Unfortunately, I could not Download the Deep Learning Mini-Course file and others. what should I do?

Sorry to hear that Seyed, normally it is emailed to you immediately. Perhaps it landed in another folder?

I have just sent you a direct email with the PDF attached.

Dear Dr. Brownlee

Why do we evaluate the model on the same training set (X,Y). Is that somewhat different from other Machine Learning models which never use training data as evaluation ?

It’s just an example.

In Lesson 02: Introduction to TensorFlow

result is not defined

change result to c

Thanks, fixed!

Jason,

I am working through the code in Chp.7 DeepLearning Book. I am encountering two problems.

1. when loading data using np.loadtxt() function I encounter the following error: ValueError: could not convert string to float: ‘column_a’.

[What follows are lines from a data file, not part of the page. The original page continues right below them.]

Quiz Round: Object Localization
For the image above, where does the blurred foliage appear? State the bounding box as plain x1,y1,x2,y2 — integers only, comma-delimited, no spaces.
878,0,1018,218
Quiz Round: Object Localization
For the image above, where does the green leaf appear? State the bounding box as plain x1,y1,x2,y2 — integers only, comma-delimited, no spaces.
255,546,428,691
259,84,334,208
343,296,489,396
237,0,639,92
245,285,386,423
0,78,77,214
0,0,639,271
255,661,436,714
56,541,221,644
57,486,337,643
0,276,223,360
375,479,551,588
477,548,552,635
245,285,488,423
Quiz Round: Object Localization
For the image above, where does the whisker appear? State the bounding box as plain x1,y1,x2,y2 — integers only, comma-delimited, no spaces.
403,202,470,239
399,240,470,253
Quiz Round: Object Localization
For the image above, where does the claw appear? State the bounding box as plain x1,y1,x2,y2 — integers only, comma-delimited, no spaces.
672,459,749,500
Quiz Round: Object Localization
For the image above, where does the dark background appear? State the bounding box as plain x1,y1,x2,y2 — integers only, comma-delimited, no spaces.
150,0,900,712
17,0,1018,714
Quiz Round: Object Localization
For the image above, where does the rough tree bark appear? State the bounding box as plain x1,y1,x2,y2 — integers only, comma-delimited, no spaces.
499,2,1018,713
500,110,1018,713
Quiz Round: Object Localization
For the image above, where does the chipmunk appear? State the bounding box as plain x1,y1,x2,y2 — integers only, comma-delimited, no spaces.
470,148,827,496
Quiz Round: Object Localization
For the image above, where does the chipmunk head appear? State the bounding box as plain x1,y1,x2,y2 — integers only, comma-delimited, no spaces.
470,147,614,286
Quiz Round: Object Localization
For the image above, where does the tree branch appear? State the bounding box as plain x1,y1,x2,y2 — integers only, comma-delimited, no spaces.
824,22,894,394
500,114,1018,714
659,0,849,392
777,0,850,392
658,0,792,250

I loaded the data instead using np.genfromtxt() function and went through the code until I encountered a second error when training the model

2. the acc: nan

Epoch 28/150

768/768 [==============================] – 0s 122us/step – loss: nan – acc: 0.0000e+00

Epoch 29/150

768/768 [==============================] – 0s 125us/step – loss: nan – acc: 0.0000e+00

Epoch 30/150

768/768 [==============================] – 0s 159us/step – loss: nan – acc: 0.0000e+00

Not sure what the problem is. Any comments where I went wrong.

thanking you,

RA

Perhaps you need to update your libraries?

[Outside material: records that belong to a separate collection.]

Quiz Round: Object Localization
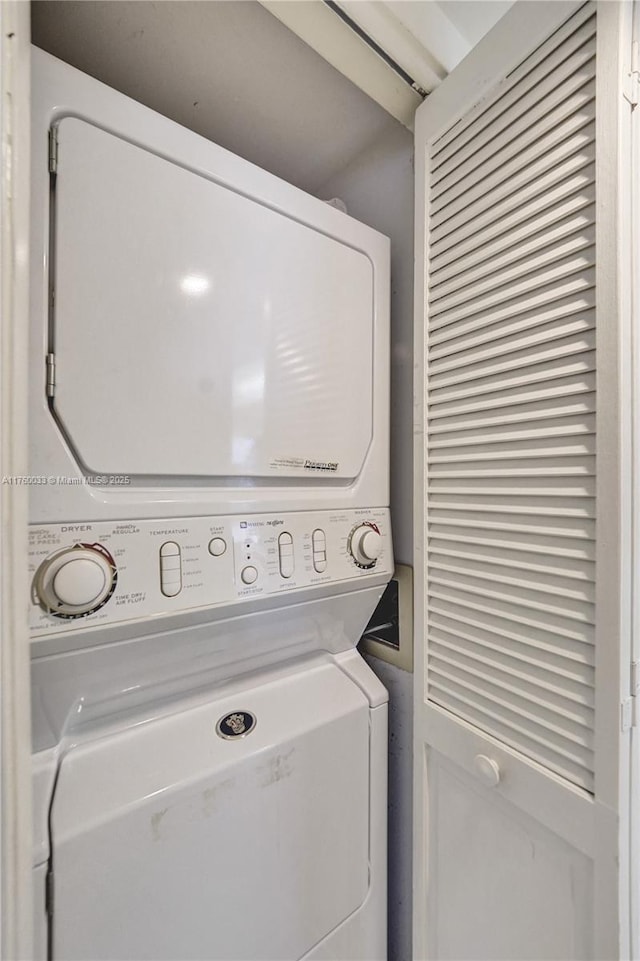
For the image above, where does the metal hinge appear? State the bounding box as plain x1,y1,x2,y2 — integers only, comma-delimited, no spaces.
49,127,58,174
620,661,640,733
622,40,640,107
44,871,53,918
620,697,638,734
47,354,56,397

Perhaps you could try running the code files provided with the book?

Let me know how you go here or via email (contact page).

In lesson 12 you wrote that the Conv2D expects data in the format channels x width x height. But here https://keras.io/layers/convolutional/#conv2d the channel parameter comes at last. Am i correct?

Yes.

Thank you for the quick response! Furthermore i thank you so much for this site. It helps me a lot!

You’re welcome.

Hello i’m a high school student trying to learn about parallel processing and computer science, how does Applied deep learning relate to Hypercubes?

Deep learning is a field of study.

A hypercube is a concept from geometry, e.g. a cube in more than 3 dimensions.